Connais-tu la chanson des fils du télégraphe ?
 
Avec neuf clés, ainsi qu’une lyre, il s’agrafe
Dans les blancs clochetons des sonores godets,
Qui sous la porcelaine ainsi que sous un dais
Couvent la gamme errante aux fibres de la corde.
Cet étrange instrument, c’est le vent qui l’accorde ;
C’est le bruit du midi, de l’aube et du couchant,
Qui lui donne son vague, et bizarre, et doux chant.
 
L’homme, en dressant le bois des poteaux par la plaine,
Ne s’est pas souvenu que la nature est pleine
De soupirs, de sanglots, de notes, de frissons,
Et que toute la terre est un nid de chansons.
Où son travail posait l’appareil physique,
La nature a su mettre un peu de sa musique.
 
Applique ton oreille, enfant, contre le bois,
Et ton cœur entendra la voix, la grande voix,
Murmurer comme un flot sans fin, lointaine et douce.

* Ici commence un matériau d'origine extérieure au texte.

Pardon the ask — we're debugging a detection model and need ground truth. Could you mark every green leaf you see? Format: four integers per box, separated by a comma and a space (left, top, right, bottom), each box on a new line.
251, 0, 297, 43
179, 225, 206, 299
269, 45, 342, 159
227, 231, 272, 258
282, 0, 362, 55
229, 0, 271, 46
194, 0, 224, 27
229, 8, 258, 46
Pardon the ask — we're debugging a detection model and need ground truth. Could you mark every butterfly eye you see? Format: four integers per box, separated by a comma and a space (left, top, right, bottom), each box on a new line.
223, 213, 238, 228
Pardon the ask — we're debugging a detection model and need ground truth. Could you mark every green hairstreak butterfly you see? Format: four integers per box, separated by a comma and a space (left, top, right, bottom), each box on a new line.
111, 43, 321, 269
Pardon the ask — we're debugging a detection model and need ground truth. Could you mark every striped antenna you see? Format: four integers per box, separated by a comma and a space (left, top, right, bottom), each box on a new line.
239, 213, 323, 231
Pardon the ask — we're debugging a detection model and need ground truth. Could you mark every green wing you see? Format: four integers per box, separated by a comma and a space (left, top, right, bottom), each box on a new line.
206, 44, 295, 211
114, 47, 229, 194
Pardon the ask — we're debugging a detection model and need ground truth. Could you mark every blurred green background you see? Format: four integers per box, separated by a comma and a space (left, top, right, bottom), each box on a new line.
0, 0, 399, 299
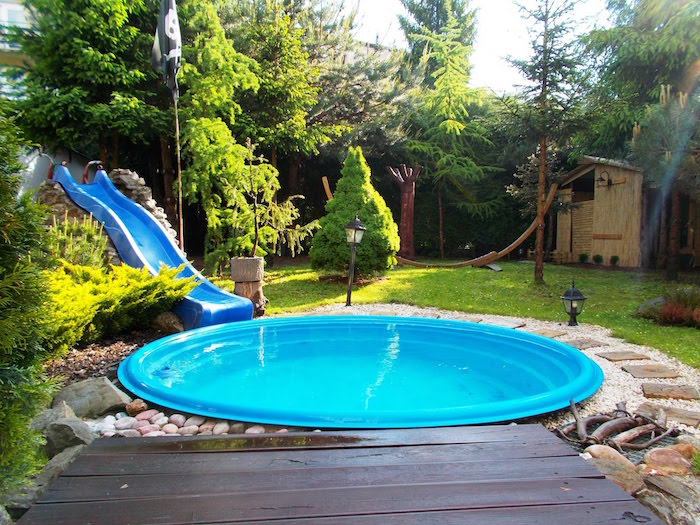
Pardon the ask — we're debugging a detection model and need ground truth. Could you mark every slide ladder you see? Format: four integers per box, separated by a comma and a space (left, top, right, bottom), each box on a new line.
53, 166, 253, 330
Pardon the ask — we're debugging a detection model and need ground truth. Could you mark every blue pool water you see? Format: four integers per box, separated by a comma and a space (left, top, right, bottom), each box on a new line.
118, 316, 603, 428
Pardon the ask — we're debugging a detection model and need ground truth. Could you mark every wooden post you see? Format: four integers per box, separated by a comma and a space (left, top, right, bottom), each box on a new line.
386, 164, 423, 259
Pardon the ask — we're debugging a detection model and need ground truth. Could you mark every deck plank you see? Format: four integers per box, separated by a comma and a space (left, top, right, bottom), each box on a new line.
64, 438, 575, 476
19, 425, 661, 525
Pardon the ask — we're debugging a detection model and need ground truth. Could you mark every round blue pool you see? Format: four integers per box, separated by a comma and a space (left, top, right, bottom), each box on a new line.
118, 316, 603, 428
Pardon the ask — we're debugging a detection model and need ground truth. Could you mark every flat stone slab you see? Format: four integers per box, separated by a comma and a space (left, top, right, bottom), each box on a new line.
530, 328, 566, 339
622, 363, 678, 379
490, 321, 527, 329
566, 339, 608, 350
637, 402, 700, 428
642, 383, 700, 399
596, 350, 649, 361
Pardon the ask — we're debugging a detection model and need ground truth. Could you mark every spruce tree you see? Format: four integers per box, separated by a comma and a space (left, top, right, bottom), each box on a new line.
310, 147, 399, 275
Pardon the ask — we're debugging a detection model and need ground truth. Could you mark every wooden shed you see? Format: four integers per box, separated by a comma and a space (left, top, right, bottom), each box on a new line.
556, 156, 700, 267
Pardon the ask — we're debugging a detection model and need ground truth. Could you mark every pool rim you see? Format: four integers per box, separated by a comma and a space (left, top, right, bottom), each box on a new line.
117, 315, 604, 429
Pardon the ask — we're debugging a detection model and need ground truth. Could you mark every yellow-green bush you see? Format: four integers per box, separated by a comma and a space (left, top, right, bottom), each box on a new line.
45, 261, 196, 355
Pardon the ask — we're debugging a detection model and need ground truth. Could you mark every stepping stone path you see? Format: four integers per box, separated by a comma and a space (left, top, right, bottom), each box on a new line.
566, 339, 608, 350
642, 383, 700, 399
622, 363, 678, 379
530, 328, 566, 339
596, 351, 649, 362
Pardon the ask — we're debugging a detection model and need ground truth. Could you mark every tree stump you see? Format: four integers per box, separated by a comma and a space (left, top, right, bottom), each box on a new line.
231, 257, 267, 317
386, 164, 422, 259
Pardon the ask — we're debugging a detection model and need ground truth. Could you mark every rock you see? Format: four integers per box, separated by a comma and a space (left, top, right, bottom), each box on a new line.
44, 418, 95, 458
134, 408, 162, 421
136, 422, 160, 436
161, 423, 179, 434
666, 443, 696, 461
584, 445, 644, 495
148, 412, 167, 424
52, 377, 131, 418
177, 425, 199, 436
199, 419, 216, 434
182, 416, 207, 427
212, 421, 231, 436
29, 401, 75, 432
114, 416, 136, 430
676, 434, 700, 453
126, 399, 148, 416
117, 428, 141, 437
152, 312, 185, 334
168, 414, 187, 428
0, 445, 85, 524
644, 448, 690, 475
150, 416, 168, 427
229, 423, 245, 434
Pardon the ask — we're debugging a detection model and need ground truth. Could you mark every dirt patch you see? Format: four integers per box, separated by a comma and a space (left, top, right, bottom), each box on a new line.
44, 330, 165, 384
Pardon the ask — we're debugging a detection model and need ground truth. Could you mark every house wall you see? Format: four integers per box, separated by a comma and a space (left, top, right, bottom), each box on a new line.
590, 165, 643, 267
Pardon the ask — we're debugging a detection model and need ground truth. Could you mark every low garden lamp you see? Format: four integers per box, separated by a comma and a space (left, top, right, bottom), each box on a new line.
345, 215, 367, 306
561, 281, 586, 326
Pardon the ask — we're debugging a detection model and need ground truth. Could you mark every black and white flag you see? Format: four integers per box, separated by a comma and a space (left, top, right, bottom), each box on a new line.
151, 0, 182, 98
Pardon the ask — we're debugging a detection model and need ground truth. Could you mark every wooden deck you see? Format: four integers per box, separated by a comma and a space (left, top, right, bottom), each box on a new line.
19, 425, 661, 525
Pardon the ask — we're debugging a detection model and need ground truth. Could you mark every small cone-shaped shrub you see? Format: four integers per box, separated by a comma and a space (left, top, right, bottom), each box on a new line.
310, 147, 399, 275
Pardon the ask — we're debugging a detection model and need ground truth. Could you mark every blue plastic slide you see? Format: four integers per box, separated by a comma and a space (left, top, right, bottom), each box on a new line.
53, 166, 253, 330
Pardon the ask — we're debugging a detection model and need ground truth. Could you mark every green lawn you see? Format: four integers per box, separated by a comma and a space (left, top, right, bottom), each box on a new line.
217, 262, 700, 369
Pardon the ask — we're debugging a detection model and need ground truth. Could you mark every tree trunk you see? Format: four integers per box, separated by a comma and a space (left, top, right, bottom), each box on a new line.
287, 153, 302, 199
665, 189, 681, 281
99, 135, 107, 169
160, 135, 178, 226
544, 213, 554, 253
656, 199, 668, 268
535, 135, 547, 283
438, 182, 445, 259
112, 132, 119, 169
386, 164, 423, 259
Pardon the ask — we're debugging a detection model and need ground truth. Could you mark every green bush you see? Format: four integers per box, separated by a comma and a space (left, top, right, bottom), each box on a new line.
45, 261, 195, 355
310, 147, 399, 275
639, 286, 700, 328
47, 212, 107, 268
0, 101, 52, 503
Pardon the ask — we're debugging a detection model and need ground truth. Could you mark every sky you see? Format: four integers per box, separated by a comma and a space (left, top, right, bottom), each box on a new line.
347, 0, 606, 95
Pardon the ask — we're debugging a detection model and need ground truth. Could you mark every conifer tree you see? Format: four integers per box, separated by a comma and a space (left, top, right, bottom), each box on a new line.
310, 147, 400, 275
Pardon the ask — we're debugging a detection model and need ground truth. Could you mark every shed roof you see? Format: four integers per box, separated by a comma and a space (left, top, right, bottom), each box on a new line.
559, 155, 642, 187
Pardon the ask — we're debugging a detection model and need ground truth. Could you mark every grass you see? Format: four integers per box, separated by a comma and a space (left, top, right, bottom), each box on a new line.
217, 262, 700, 369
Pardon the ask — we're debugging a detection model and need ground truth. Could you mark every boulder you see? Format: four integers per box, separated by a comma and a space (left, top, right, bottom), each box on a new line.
29, 401, 75, 432
44, 418, 95, 458
52, 377, 131, 418
0, 445, 85, 524
584, 445, 644, 495
644, 448, 690, 475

Écoute ! c’est le grain qui poind, la fleur qui pousse ;
Tous les germes obscurs qui vont sourdre du sol
Et tous ceux que la brise emporte dans son vol ;
Tout ce qui veut jaillir près de tout ce qui tombe,
Car la terre est berceau comme la terre est tombe ;
C’est la chose qui naît et la chose qui meurt ;
C’est la mystérieuse et confuse clameur
De vie universelle éparse dans l’espace.
 
Et tout cela tient dans ces fils où le vent passe !
 
Ô maîtresse, emplis bien de ce chant tout ton cœur.

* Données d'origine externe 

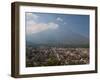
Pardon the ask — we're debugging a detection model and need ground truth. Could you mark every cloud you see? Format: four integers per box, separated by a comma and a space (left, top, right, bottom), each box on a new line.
26, 12, 39, 20
26, 22, 59, 35
56, 17, 63, 22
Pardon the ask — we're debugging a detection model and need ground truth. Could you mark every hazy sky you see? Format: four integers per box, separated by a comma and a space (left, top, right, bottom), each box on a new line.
25, 12, 89, 37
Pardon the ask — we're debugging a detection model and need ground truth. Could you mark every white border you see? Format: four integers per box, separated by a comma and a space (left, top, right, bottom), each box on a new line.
19, 6, 95, 74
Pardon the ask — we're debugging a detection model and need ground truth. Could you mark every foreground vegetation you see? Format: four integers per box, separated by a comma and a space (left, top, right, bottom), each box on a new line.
26, 47, 89, 67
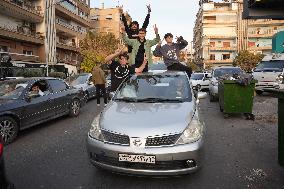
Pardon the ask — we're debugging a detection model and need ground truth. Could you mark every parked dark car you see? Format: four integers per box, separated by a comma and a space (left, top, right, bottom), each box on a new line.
65, 73, 96, 100
0, 137, 14, 189
0, 78, 85, 144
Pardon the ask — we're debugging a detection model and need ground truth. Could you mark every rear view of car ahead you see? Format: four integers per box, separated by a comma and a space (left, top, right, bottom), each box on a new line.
209, 66, 243, 102
0, 78, 85, 144
87, 72, 204, 175
253, 53, 284, 94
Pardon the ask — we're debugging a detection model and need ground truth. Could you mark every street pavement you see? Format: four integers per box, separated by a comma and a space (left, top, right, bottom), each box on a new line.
2, 97, 284, 189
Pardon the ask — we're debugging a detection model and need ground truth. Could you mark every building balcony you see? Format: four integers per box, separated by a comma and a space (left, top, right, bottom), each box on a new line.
210, 47, 237, 51
0, 0, 44, 23
248, 46, 272, 51
0, 26, 44, 45
56, 41, 80, 52
204, 59, 234, 64
55, 5, 90, 27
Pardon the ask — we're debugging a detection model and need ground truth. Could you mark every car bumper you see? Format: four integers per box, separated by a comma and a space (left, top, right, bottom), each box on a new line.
209, 85, 218, 97
87, 136, 203, 176
255, 82, 280, 91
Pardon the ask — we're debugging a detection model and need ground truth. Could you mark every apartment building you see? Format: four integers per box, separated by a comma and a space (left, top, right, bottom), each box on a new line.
194, 0, 284, 69
0, 0, 90, 68
90, 4, 131, 38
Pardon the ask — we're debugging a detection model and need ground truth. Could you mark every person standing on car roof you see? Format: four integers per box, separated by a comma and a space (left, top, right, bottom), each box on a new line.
122, 5, 151, 53
105, 46, 148, 92
92, 63, 107, 106
153, 33, 192, 78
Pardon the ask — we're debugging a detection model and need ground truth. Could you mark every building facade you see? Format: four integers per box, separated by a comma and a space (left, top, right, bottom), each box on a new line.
0, 0, 90, 70
194, 0, 284, 69
90, 4, 131, 38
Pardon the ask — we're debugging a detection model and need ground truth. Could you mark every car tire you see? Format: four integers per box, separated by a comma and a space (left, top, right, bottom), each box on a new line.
255, 90, 263, 95
69, 98, 81, 117
0, 116, 19, 145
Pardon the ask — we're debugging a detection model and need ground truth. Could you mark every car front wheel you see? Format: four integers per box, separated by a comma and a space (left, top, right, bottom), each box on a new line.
69, 99, 81, 117
0, 116, 19, 144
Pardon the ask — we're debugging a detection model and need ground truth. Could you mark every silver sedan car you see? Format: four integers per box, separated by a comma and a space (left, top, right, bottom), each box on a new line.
87, 71, 204, 175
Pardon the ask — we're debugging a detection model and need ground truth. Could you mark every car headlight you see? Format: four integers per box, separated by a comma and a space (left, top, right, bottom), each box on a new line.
89, 114, 104, 141
176, 111, 203, 144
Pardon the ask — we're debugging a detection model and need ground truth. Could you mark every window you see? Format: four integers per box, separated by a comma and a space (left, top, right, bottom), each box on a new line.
223, 42, 231, 48
23, 50, 34, 55
210, 54, 215, 60
48, 79, 67, 92
222, 54, 230, 60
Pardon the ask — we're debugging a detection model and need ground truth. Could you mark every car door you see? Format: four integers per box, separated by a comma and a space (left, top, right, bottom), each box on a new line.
48, 79, 71, 117
22, 79, 54, 127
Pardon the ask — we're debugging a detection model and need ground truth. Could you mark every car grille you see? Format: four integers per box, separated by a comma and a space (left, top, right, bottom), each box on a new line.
102, 130, 129, 145
145, 134, 180, 146
91, 154, 196, 170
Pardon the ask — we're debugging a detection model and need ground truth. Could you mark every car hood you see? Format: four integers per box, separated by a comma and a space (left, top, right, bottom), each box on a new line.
100, 101, 195, 138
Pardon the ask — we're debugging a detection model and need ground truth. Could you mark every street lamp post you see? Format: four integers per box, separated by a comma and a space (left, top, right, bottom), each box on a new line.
44, 0, 74, 76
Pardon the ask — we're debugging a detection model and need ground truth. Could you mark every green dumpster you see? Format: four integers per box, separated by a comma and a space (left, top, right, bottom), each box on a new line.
218, 80, 256, 119
264, 89, 284, 166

Il dit qu’il faut aimer, et que l’amour vainqueur,
Dans les ruines, dans les morts, dans les désastres,
Anime les brins d’herbe aussi bien que les astres,
Et toujours plus vivace, en efforts ardents,
Palpite, et vibre, et souffle, et s’allume dedans
Les coins les plus perdus de l’immense matière.
Il dit qu’à moi tu dois te donner tout entière.
 
Viens, je ferai chanter mes baisers sur ton corps,
Et, tel qu’un violon dominant les accords,
Le cri de notre amour comme un fou qui s’esclaffe
Couvrira la chanson des fils du télégraphe.